Published: 1 August 2014

Abstract

Background

This study aimed to better understand the supporting role that mutational profiling (MP) of DNA from microdissected cytology slides and supernatant specimens may play in the diagnosis of malignancy in fine-needle aspirates (FNA) and biliary brushing specimens from patients with pancreaticobiliary masses.

Methods

Cytology results were examined in a total of 30 patients with associated surgical (10) or clinical (20) outcomes. MP of DNA from microdissected cytology slides and from discarded supernatant fluid was analyzed in 26 patients with atypical, negative or indeterminate cytology.

Results

Cytology correctly diagnosed aggressive disease in 4 patients. Cytological diagnoses for the remaining 26 were as follows: 16 negative (9 false negative), 9 atypical, 1 indeterminate. MP correctly determined aggressive disease in 1 false negative cytology case and confirmed a negative cytology diagnosis in 7 of 7 cases of non-aggressive disease. Of the 9 atypical cytology cases, MP correctly diagnosed 7 as positive and 1 as negative for aggressive disease.
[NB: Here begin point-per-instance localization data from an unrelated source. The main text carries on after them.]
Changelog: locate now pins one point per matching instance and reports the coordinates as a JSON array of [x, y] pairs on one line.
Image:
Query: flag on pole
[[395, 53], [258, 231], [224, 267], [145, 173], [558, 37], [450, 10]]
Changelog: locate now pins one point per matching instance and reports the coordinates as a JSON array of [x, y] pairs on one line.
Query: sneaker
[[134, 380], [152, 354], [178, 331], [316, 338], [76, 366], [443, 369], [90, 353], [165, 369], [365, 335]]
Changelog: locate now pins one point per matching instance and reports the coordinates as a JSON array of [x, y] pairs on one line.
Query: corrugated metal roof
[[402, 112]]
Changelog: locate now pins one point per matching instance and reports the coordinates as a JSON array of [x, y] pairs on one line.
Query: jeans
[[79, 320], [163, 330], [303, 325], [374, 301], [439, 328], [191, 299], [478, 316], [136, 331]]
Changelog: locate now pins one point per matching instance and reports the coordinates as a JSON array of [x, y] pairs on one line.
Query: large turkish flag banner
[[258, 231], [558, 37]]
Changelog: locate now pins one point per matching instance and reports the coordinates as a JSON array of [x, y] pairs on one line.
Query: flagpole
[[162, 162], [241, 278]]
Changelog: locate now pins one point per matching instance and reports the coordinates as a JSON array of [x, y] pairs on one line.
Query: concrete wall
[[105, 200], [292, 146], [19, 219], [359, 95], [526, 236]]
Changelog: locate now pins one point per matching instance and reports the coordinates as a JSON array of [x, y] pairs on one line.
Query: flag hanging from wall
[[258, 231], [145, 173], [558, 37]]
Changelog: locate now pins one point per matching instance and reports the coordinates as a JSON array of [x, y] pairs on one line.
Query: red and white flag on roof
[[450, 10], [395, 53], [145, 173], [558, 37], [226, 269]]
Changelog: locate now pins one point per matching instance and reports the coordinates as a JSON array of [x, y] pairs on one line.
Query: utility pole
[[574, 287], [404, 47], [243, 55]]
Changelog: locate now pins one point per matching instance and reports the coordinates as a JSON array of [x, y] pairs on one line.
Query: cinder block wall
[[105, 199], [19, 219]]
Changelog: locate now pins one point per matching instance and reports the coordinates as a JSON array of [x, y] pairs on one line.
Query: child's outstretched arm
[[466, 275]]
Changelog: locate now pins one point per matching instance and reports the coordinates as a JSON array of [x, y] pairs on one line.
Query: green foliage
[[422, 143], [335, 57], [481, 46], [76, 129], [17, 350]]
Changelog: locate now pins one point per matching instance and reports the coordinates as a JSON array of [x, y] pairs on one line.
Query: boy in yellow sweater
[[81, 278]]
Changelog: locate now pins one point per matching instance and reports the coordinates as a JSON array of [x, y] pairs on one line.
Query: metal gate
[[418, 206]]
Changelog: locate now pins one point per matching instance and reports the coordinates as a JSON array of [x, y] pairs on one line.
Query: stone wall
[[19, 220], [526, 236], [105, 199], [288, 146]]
One specimen that was indeterminate by cytology was correctly diagnosed as non-aggressive by MP. When first line malignant (positive) cytology results were combined with positive second line MP results, 12/21 cases of aggressive disease were identified, compared to 4/21 cases identified by positive cytology alone.

Conclusions

When first line cytology results were uncertain (atypical), questionable (negative), or not possible (non-diagnostic/indeterminate), MP provided additional information regarding the presence of aggressive disease. When used in conjunction with first line cytology, MP increased detection of aggressive disease without compromising specificity in patients that were difficult to diagnose by cytology alone.